Den Netzwerkadapter in der VM lass ich auf "Automatisch beziehen" den Rest macht die VMware.
Sollte dann funktionieren.

LG


----------



## Chris.O (19 Juni 2019)

Hi,

danke für die Antwort. Ich hab das mal ausprobiert. Nat einfach standardmäßig hinzugefügt und im Gast auf Automatisch beziehen... leider ohne Erfolg :-(


----------



## Fabpicard (21 Juni 2019)

Chris.O schrieb:


> danke für die Antwort. Ich hab das mal ausprobiert. Nat einfach standardmäßig hinzugefügt und im Gast auf Automatisch beziehen... leider ohne Erfolg :-(



Du bist dir aber auch schon im Klaren darüber, das du im Gast-System immer nur einen der beiden Adapter aktiviert lassen kannst, zur gleichen Zeit?
(Unter Windoof bei den Netzwerkkarteneinstellungen einfach aktivieren/deaktivieren)

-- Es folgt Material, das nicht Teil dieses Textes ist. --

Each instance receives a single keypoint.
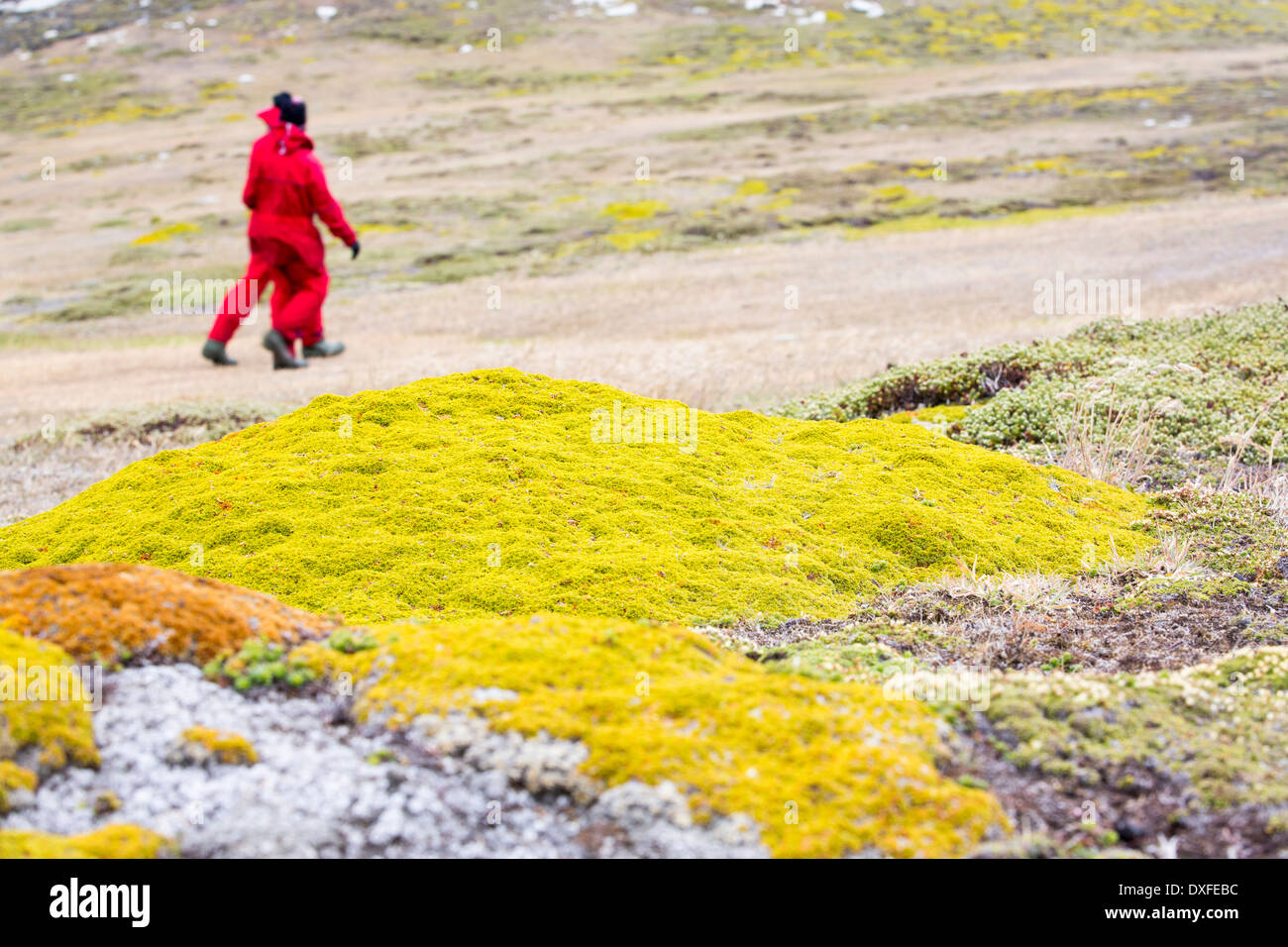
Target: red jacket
(286, 187)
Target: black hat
(290, 108)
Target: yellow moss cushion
(111, 841)
(823, 768)
(38, 710)
(498, 492)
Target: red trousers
(297, 294)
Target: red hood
(288, 137)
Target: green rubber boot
(282, 356)
(217, 354)
(322, 348)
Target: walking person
(284, 188)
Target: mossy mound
(42, 709)
(498, 492)
(111, 841)
(1206, 382)
(824, 770)
(115, 613)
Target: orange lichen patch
(119, 613)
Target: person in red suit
(283, 189)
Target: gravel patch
(323, 788)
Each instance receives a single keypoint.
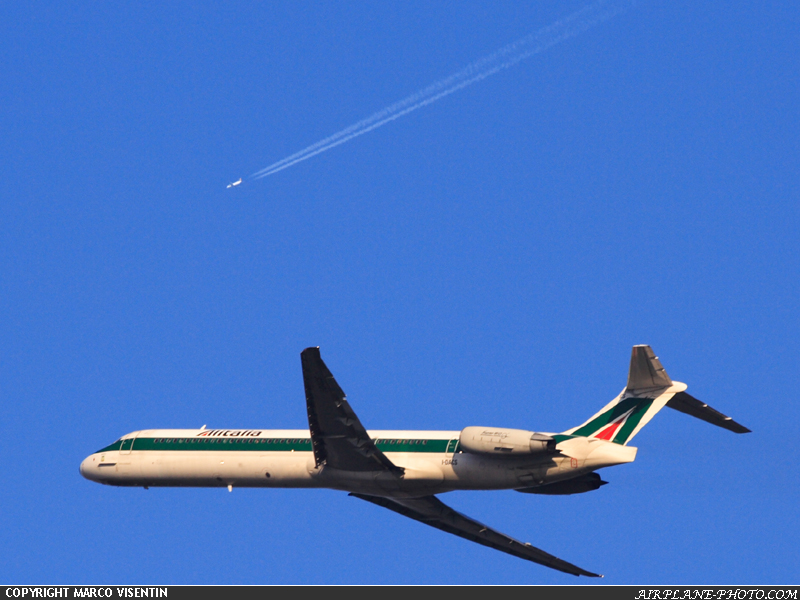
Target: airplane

Denn: Wenn nicht, hast du meist in deiner Bridge ein Gateway und auch eines im NAT. Windows darf nur 1 Gateway haben, sonst muss du dort mit selbst erstellten Routen arbeiten. Was unter Win-xyz mehr Krampf als praktikabel ist...

MfG Fabsi


----------



## Chris.O (11 Juli 2019)

Hi,
sorry für die späte Rückmeldung, war im Urlaub 

Danke, das war der Tipp, der mir gefehlt hat... ist ja irgendwie logisch, dass ich dan routs brauche... werd mir wohl ne kleine Batch schreiben um die Adapter umzuschalten. Routes sind mir zu kompliziert!
Ansonsten klappt es jetzt!

Kann somit geschlossen werden

Danke für die Hilfe!

Gruß Chris


----------